As an example of Sauper’s ironic editing, the next scene is that of the Chinese workers in their comfortable bunkers watching “Star Trek,” playing pool and eating lots of fresh food. The workers have little contact with the Africans because, as they explain, not many of the Sudanese speak English.
Then there’s the UN ambassador, who boasts of the UN arriving in South Sudan with “one tent, one backpack and one laptop” and now can point to a whole slew of buildings. There’s a model of the proposed development, including an ice cream shop and basketball court added by his daughter, who also hopes to create a safari camp nearby.

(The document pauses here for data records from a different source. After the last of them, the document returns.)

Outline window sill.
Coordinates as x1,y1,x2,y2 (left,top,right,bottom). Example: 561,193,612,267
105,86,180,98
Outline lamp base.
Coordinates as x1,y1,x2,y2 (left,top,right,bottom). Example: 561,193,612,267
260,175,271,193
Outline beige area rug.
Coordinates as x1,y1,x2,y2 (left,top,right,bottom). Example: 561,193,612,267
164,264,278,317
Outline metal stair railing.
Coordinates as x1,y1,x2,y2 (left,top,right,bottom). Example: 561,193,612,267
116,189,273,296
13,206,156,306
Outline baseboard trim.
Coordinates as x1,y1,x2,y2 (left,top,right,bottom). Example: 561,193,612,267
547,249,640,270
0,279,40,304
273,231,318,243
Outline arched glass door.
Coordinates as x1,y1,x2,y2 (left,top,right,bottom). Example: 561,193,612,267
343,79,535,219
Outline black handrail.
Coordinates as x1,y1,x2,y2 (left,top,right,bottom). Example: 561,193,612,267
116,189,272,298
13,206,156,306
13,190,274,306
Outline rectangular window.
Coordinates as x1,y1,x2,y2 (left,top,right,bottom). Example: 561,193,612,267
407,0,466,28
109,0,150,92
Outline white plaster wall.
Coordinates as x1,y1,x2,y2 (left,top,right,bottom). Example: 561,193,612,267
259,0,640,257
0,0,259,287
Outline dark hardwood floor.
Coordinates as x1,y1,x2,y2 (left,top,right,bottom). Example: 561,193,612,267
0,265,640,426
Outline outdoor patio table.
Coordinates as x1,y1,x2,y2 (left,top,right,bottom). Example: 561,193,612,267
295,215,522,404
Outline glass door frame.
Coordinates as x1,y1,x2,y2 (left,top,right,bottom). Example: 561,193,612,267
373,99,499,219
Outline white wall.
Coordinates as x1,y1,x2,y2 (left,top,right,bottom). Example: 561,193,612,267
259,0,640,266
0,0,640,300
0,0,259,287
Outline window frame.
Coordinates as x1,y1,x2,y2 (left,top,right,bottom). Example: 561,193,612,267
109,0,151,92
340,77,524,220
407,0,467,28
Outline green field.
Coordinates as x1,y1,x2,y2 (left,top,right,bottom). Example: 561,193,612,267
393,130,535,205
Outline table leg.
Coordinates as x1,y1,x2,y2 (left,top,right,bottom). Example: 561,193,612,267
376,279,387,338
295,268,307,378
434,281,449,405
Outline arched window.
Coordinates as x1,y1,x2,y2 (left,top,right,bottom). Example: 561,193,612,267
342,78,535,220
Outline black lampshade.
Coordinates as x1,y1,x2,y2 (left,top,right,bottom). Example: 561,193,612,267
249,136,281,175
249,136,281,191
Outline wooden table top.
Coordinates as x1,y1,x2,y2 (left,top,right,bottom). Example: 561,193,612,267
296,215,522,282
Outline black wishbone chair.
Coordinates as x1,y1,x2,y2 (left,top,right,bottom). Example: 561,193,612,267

An engineer sent to demolish abandoned rockets and defuse land mines wonders if the Sudanese are in fact capable of development. “After all,” he arrogantly points out, “they are 200 years behind the rest of the world.”
In contrast, the next scene portrays an elder Sudanese who very succinctly and intelligently sums up the situation in South Sudan. He notes that all foreigners arrive in his country saying that they are there to help. They back the next “great African leader,” who turns out to be no better than a “gangster.” When an African leader who actually has a vision for his country appears on the scene, “he’ll be killed in a plane crash.”
American evangelists from Texas bring the word of God with solar-powered audio Bibles (in English, of course, which few people can understand). School teachers demand that children wear school uniforms and beat those who show up in traditional garb, and throw their jewelry in the dumpster before sending them back home.
Hopes of a better future for South Sudan are soon dashed. We learn that 10% of the land has been sold to foreign investors, and one-third of the population is “food insecure.” Politicians who exhorted independence from foreigners and self-sufficiency now urge the people to “share the land with the people who have the technology to develop it.” War arrives yet again.
Sauper asks a colleague of the engineer who is most at risk by the land mines. “The only people who are in trouble are the locals; they don’t know where to look,” the man answers.
Which is one of the points poignantly made by “We Come As Friends.” It’s always the locals who lose, whether they are caught between warring factions, rapacious foreign investors, corrupt governments, or well-meaning evangelists. This depressing reality has been the same for hundreds of years.